Public health officials must develop and implement a testing and vaccination strategy focusing on all communities that are likely to be impacted. Testing and community education focused only in major cities, for example, could increase health disparities along racial, class and geographical lines. We cannot let monkeypox become a disease of those disconnected from health care access.

As experts provide preventive care to those at higher risk, researchers must also initiate studies to answer essential questions about monkeypox transmission. For example, is the virus in saliva and semen, or is it just on skin lesions? The lack of accurate scientific information is now a global problem, and it’s one that could have been addressed much earlier. The first human case was reported in 1970, and human-to-human transmission has been reported in recent years. This is yet another example of the importance of taking neglected diseases seriously in the scientific community even when they don’t appear to be a threat to white people living in the global north.

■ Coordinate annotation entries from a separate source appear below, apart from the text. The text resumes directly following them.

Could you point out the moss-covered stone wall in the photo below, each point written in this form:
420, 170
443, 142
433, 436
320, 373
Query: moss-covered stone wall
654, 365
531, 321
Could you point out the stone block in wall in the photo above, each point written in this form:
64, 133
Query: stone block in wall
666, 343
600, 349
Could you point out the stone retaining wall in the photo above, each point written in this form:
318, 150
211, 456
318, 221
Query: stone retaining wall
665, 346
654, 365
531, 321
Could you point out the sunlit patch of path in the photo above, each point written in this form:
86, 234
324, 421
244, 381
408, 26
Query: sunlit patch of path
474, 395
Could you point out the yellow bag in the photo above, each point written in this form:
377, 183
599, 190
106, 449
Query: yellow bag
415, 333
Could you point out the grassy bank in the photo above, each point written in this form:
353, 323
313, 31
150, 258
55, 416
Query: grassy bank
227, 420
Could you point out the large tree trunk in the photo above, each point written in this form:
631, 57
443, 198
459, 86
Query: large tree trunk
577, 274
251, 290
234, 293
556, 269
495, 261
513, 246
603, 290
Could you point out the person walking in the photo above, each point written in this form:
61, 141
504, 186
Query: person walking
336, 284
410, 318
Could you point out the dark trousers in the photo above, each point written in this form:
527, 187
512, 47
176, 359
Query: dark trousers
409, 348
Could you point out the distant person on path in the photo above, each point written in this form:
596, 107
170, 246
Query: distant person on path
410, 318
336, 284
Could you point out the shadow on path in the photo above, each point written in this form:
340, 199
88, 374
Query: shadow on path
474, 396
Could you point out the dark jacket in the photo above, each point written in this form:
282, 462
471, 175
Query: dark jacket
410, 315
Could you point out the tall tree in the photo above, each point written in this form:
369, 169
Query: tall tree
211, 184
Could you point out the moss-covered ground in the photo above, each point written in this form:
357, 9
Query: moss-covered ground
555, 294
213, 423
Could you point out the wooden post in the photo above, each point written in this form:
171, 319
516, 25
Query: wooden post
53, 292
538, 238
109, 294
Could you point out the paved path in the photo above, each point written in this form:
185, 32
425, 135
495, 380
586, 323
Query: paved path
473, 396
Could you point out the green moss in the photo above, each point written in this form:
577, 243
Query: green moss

People who expect to be in close contact with others should monitor for skin lesions or symptoms that are consistent with this virus or many other sexually and skin-contact transmitted diseases like syphilis or herpes. If monkeypox is being transmitted in part via similar social networks as H.I.V., then H.I.V. and sexually transmitted infection experts will be key stakeholders in preventing a public health emergency. These clinicians and professionals have spent decades building relationships with the queer community, and the trust they have developed is critical for a successful response to an emergent threat.

We are not currently in a public health emergency because of monkeypox, and monkeypox is not a gay disease. By taking this moment seriously, and by acting with care and immediacy but without stigma, the United States may well avert an emergency entirely and ensure that we won’t be dealing with yet another pandemic this summer and fall.

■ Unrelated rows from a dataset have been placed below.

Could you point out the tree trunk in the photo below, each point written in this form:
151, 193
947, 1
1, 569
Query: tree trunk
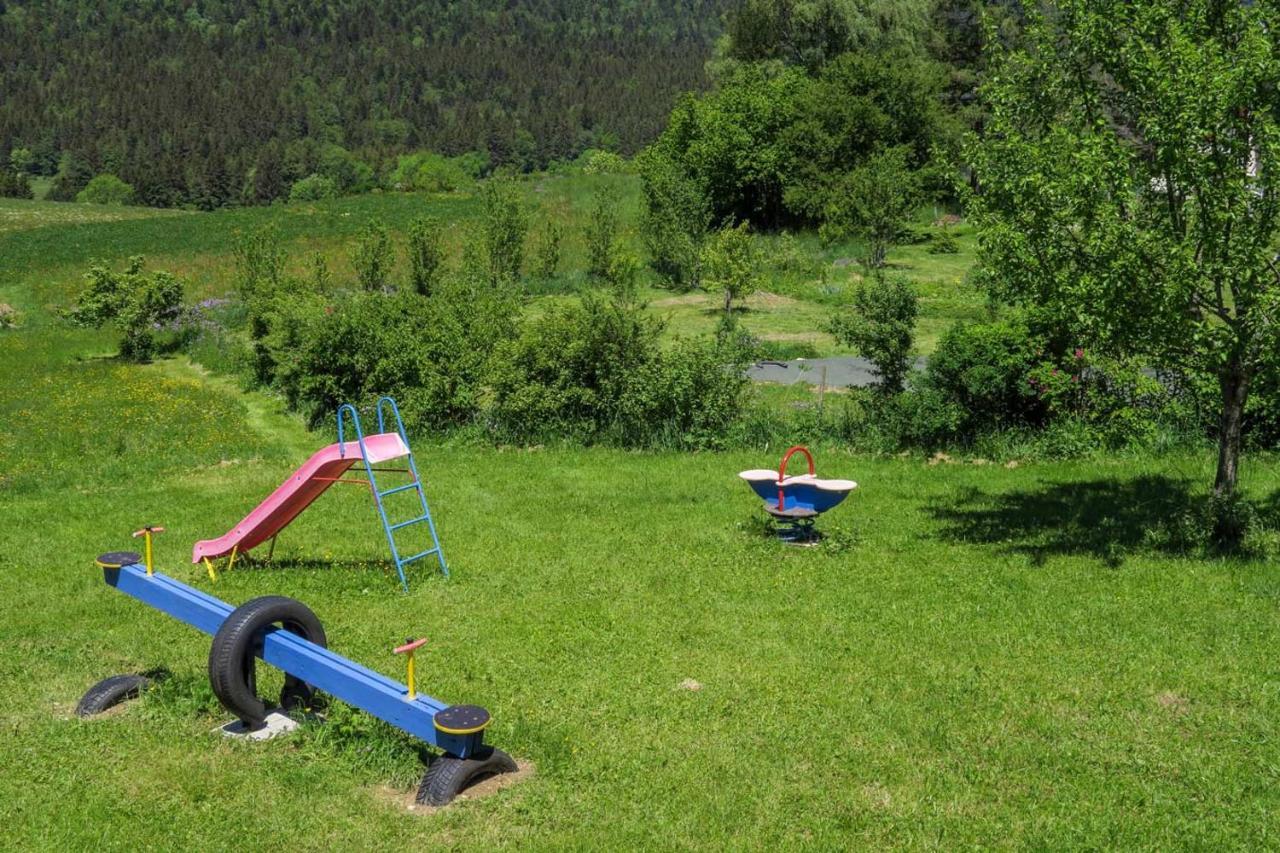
1234, 382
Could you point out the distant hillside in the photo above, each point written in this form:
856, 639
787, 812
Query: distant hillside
191, 90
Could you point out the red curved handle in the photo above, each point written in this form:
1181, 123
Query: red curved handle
782, 468
410, 646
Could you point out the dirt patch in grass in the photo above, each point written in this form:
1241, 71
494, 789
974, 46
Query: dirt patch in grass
807, 337
688, 299
1173, 702
764, 299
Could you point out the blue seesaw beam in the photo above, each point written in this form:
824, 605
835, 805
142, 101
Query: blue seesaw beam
333, 674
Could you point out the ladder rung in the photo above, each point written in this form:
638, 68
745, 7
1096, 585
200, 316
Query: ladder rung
419, 556
398, 488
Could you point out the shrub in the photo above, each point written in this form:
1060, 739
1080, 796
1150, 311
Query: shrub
549, 249
14, 185
137, 302
675, 220
429, 172
373, 256
595, 372
731, 264
597, 162
348, 173
503, 229
944, 242
880, 327
876, 203
259, 278
984, 369
314, 187
432, 355
425, 254
602, 232
105, 190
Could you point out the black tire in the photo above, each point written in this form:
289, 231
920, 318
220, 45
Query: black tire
240, 641
447, 776
112, 692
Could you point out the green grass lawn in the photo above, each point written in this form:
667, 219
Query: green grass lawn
977, 656
46, 247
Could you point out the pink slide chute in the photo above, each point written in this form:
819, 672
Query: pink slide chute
296, 493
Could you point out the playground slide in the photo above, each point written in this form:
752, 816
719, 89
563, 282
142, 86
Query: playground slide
296, 493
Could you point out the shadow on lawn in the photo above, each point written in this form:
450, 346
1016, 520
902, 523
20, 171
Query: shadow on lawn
311, 564
1106, 518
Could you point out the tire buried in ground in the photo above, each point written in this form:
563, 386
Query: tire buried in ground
448, 775
240, 641
112, 692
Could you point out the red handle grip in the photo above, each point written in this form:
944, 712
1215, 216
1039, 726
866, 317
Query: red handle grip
782, 468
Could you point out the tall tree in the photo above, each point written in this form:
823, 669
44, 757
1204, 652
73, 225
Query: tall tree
1130, 186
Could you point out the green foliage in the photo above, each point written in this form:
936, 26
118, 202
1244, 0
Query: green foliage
874, 203
881, 325
21, 160
347, 172
597, 372
259, 281
429, 172
984, 369
731, 263
773, 145
548, 254
135, 301
105, 190
602, 232
425, 254
810, 33
374, 256
944, 242
205, 92
503, 228
675, 220
314, 187
595, 162
1128, 170
862, 105
430, 354
73, 174
14, 185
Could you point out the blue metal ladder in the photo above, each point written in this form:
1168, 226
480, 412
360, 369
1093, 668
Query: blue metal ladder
379, 495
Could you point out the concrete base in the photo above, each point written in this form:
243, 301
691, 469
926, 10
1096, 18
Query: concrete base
277, 724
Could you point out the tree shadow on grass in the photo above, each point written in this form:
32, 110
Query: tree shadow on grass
311, 564
1105, 518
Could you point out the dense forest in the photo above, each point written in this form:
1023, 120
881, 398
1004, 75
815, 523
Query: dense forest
184, 100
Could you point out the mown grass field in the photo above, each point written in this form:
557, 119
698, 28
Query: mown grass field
977, 656
45, 249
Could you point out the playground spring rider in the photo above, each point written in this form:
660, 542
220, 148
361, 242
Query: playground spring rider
325, 468
286, 634
796, 501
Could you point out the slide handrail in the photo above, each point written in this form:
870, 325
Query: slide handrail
360, 432
782, 468
400, 423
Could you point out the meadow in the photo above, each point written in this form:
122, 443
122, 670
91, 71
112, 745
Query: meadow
45, 249
977, 655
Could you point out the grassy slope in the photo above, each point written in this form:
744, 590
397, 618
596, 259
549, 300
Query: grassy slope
972, 667
45, 249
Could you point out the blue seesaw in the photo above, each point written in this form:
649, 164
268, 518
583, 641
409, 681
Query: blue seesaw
286, 634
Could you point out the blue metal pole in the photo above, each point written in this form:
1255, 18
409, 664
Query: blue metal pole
338, 676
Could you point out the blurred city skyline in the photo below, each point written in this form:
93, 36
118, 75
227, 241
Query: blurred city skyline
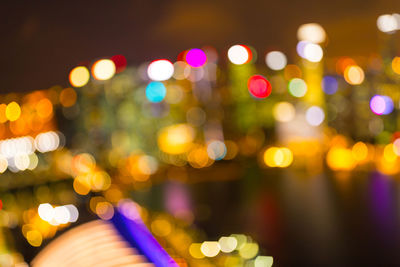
43, 41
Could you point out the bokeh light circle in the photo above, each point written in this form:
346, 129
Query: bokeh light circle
155, 92
79, 76
276, 60
239, 54
311, 32
381, 105
313, 52
297, 87
160, 70
196, 58
103, 69
259, 86
329, 85
354, 75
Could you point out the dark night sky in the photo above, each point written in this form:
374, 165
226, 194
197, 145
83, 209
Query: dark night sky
42, 40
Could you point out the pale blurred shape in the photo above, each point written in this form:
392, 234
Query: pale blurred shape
354, 75
103, 69
33, 161
315, 115
216, 150
79, 76
249, 250
278, 157
61, 215
313, 52
176, 139
46, 212
238, 54
263, 261
297, 87
312, 32
47, 141
13, 111
73, 212
210, 248
195, 251
276, 60
181, 70
160, 70
10, 148
227, 244
387, 23
284, 111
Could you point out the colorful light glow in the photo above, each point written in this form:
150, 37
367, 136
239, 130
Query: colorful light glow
210, 248
176, 139
313, 52
387, 23
79, 76
160, 70
103, 69
13, 111
340, 159
396, 65
196, 58
216, 150
239, 54
354, 75
381, 105
329, 85
155, 92
297, 87
278, 157
311, 32
276, 60
315, 115
259, 86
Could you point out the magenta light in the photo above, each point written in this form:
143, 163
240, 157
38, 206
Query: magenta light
196, 58
377, 104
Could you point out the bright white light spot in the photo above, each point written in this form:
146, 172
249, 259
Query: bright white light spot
276, 60
311, 32
315, 115
160, 70
103, 69
387, 23
313, 52
210, 248
46, 142
263, 261
46, 212
238, 54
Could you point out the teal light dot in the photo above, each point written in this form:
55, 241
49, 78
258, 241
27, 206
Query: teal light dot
155, 92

James Krellenstein is a co-founder and a managing director of PrEP4All, an advocacy group dedicated to increasing access to H.I.V. and Covid-19 prevention technology. Joseph Osmundson is a molecular microbiologist at New York University and author of the upcoming book “Virology.” Keletso Makofane is a social network epidemiologist at FXB Center for Health and Human Rights at Harvard University, and a member of the Governing Council of the International AIDS Society.